Der Raum war spärlich eingerichtet. In der Mitte stand nur ein Bürotisch und die Wände waren voller Regale, in denen nur Aktenordner zu finden waren.

Sein Chef, der so elegant in dem gut sitzenden Anzug aussah, setzte sich auf die eine Seite des Schreibtisches und deutete Oscar an, sich auf die andere zu setzten. Dies tat der junge Auszubildende auch gleich und starrte anschließend hinunter auf seine Hände.

„Haben Sie eine Ahnung, warum ich Sie zu mir gerufen habe?" fragte der Chef mit kräftiger Stimme und ließ Oscar kurz zusammenzucken. Schüttelte anschließend aber mit dem Kopf. „Wie Ihnen aufgefallen ist, wurden ja einige Änderungen vorgenommen, wie kommen diese bei den Kunden an?" noch immer verängstigt zuckte Oscar nur mit den Schultern. Er wusste genau, das die Änderungen nichts gutes waren. Die Kunden kamen nur noch ungern zu ihnen in den Laden und wenn kauften sie schnell ein und waren so schnell es ging wieder verschwunden.

Der Chef hingegen musterte skeptisch den blonden jungen Mann vor sich. Er konnte sich nicht erklären, warum dieser so schreckliche Angst hatte, schließlich tat er ihm nichts. Er wollte lediglich wissen wie das neue Konzept ankam und nach einer Mitarbeiterin fragen, die wirklich keine gute Arbeit ablieferte. Doch so eingeschüchtert, wie dieser Junge vor ihm saß, würde er nie etwas aus ihm herausbekommen.

Seufzend betrachtete er nochmals die Personalakte des jungen Azubis. Zweites Jahr, 21 Jahre und sein Name war Oscar. Das kam ihm doch sehr bekannt vor. Blonde Haare hatte er auch... es dauerte nicht lange, bis Sören kapierte, das der Oscar, mit dem er nun schon ein paar Wochen lang schrieb, da vor ihm saß. Wie klein die Welt doch war.

Doch er schien ihn nicht erkannt zu haben.

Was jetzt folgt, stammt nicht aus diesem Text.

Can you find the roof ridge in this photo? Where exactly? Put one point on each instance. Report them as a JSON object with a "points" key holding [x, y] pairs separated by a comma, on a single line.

Und da fiel ihm auch das nächtliche Gespräch wieder ein, das der Blondschopf sich für sorgen gemacht hatte, er würde gekündigt werden. Und das er Angst vor seinem Chef hatte. Er bekam wohl mit, das die Angestellten nicht gerade jubelten, wenn sie ihn sahen, aber Sören hatte nie geglaubt, angsteinflößend zu sein.

„Oscar?" sprach er den jungen Mann also direkt an, vielleicht erkannte er ihn ja so, schließlich hatten sie telefoniert, die Stimme müsste er ja erkennen, oder?

„J...ja?" und zum ersten Mal sah Oscar ihn an, und Sören verlor sich gleich in diese wunderschönen blauen Augen.

„Wie soll ich sagen..." fing Sören an, doch was war, wenn er es ihm noch nicht sagen würde, wenn er Oscar weiterhin unwissend lassen würde, dafür aber Informationen erhalten würde, die ihm in seinem Job weiterhelfen würde. Ja, es war gemein und eigentlich wollte er dieses süßen Burschen nicht wirklich ausnutzen. Andererseits, Oscar würde sicher nicht mehr so offen mit ihm schreiben, sicher würde der Kontakt dann schnell kaputt gehen und das wollte Sören auf keinen Fall riskieren. „Ich werde Sie nicht kündigen, also entspannen Sie sich doch ein wenig."

Es war deutlich zu sehen, wie die angespannte Haltung etwas lockerer wurde und er sah auch etwas weniger ängstlich aus.

„Eigentlich wollte ich Sie nach der Frau Müller fragen, da mir zu Ohren gekommen ist, sie sei eher eine Belastung für das Team!" erklärte Sören nun, erwartet aber keine brauchbare Antwort.

„I...ich möchte ungern über Kollegen sprechen, ich will hier nicht als Petze gelten!" erklärte Oscar seinem Chef, der sich nun zu 100 Prozent sicher war, das es sich hierbei um seine Internet Bekanntschaft handelt. Diese Stimme würde er überall erkennen.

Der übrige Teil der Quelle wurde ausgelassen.